Have you ever dreamt of a better version of yourself?
You. Only better in every way.
You've got to try this new product.
It changed my life.

THE SUBSTANCE.

A spine-tingling new film from Coralie Fargeat, starring Demi Moore, Margaret Qualley and Dennis Quaid.

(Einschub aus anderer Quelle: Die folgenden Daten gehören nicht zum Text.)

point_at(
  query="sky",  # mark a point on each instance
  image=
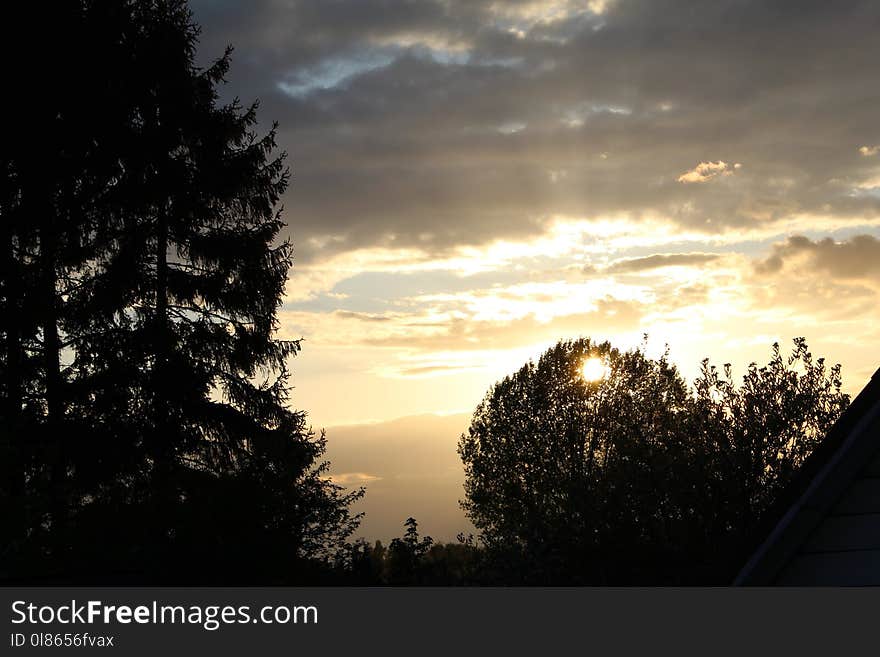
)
(473, 180)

Nach "Revenge" automatisch Pflichtprogramm für mich.
Und dazu auch noch Qualley  :happy2:
"Diane, last night I dreamt I was eating a large,  tasteless gumdrop and awoke to discover I was chewing one of my foam disposable earplugs.
Perhaps  I should consider moderating my nighttime coffee consumption...."
(Agent Dale B.Cooper - "Twin Peaks")

Terry Noonan

18 Mai 2024, 05:34:14 #1 Letzte Bearbeitung: 18 Mai 2024, 05:48:18 von Terry Noonan
Hat mich zunächst an "Ohne Limit" erinnert, in dem der Wunsch, "besser" zu sein, intrinsisch ist und man sich fragen kann, ob einem selbst die Vorteile das Opfer der Nebenwirkungen Wert ist.
Fokus also auf Auseinandersetzung mit dem "Ich".
Die Regisseurin von "The Substance" scheint aber wohl eine männerhassende Neofeministin zu sein (kannte "Revenge" gar nicht, aber dank Prime schaue ich den allsbald mal an) und bezeichnet den Film selber als "Feminist Body Horror".
Da erwarte ich dann schon eher die plumpe Message "sei besser, weil es das böse kapitalistische Patriarchat von dir erwartet" und in den 7 Tagen, in denen die "normale" Frau rumläuft, sind alle Männer neutral bis abschätzig, während sie in den 7 Tagen ihrer "besseren Version" plötzlich alle ganz nett zu ihr sind und sich dadurch automatisch als Arschlöcher entpuppen.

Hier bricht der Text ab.